Tuanku Tambusai
Tuanku Tambusai (5 November 1784 – 12 November 1882) adalah salah seorang tokoh Paderi terkemuka.
Muhammad Saleh Sultan Zainal Abidin Syekh Al Wasil Syamsudin Tuanku Tambusai | |
---|---|
Nama lain | -De Padrische Tijger van Rokan atau Harimau Paderi dari Rokan |
Informasi pribadi | |
Lahir | |
Meninggal | 12 November 1882 (umur 98) |
Agama | Islam |
Kebangsaan | Indonesia |
Etnis | Minangkabau |
Latar belakang
Tuanku Tambusai lahir di Dalu-dalu dalu dalu adalah desa yang berbatasan dengan Sumatra Utara, nagari Tambusai, Rokan Hulu, Riau. yang didirikan di tepi sungai Sosah, anak sungai Rokan. Tuanku Tambusai memiliki nama kecil Muhammad Saleh, yang setelah pulang haji, dipanggilkan orang Tuanku Haji Muhammad Saleh.[1]

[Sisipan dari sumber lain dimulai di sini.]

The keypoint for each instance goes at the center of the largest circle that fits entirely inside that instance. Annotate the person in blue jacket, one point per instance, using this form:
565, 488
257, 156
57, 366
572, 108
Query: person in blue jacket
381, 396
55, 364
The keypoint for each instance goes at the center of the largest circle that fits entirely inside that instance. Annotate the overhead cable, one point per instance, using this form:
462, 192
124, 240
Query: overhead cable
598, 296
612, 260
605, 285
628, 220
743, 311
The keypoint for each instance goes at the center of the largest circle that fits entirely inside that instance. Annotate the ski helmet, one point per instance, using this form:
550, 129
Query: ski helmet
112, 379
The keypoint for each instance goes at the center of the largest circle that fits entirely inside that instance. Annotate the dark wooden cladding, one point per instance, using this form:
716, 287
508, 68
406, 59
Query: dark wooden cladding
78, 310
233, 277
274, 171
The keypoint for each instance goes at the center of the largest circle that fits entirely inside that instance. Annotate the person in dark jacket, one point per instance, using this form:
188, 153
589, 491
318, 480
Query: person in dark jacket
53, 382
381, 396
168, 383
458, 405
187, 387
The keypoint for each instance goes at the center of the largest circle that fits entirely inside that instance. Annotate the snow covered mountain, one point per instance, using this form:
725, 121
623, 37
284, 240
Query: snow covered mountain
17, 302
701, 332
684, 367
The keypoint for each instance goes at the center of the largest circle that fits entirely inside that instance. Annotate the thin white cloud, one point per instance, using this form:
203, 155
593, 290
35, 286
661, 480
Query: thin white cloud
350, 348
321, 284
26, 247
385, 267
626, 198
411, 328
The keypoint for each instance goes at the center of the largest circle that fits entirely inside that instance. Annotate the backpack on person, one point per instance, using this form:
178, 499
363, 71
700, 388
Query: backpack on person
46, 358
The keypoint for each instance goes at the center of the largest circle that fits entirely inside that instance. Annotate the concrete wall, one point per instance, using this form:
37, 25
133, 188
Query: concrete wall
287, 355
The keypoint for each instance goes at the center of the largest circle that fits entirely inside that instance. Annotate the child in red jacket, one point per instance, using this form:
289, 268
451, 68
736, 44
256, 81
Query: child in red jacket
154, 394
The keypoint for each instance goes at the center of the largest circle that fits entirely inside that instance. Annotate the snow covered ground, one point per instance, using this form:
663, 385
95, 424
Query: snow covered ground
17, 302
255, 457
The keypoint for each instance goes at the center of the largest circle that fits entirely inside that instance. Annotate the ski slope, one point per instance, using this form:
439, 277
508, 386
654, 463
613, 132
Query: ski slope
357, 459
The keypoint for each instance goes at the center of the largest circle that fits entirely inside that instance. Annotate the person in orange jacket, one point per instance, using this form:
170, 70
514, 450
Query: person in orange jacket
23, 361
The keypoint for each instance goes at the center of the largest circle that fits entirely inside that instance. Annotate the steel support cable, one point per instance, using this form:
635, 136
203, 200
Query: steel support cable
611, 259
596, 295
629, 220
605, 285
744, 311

Tuanku Tambusai merupakan anak dari pasangan Minangkabau, Tuanku Imam Maulana Kali dan Munah. Ayahnya berasal dari nagari Rambah (rambah adalah kecamatan yang berbatasan dengan bangun purba) dan merupakan seorang guru agama Islam. Oleh Raja Tambusai ayahnya diangkat menjadi imam dan kemudian menikah dengan perempuan setempat. Ibunya berasal dari nagari Tambusai yang bersuku Kandang Kopuh. Sesuai dengan tradisi Melayu Kampar yang matrilineal, suku ini diturunkannya kepada Tuanku Tambusai.[2]
Beliau adalah Sultan Rokan IV Koto ke-14, sekaligus sultan terakhir dengan nama gelar Sultan Zainal Abidin.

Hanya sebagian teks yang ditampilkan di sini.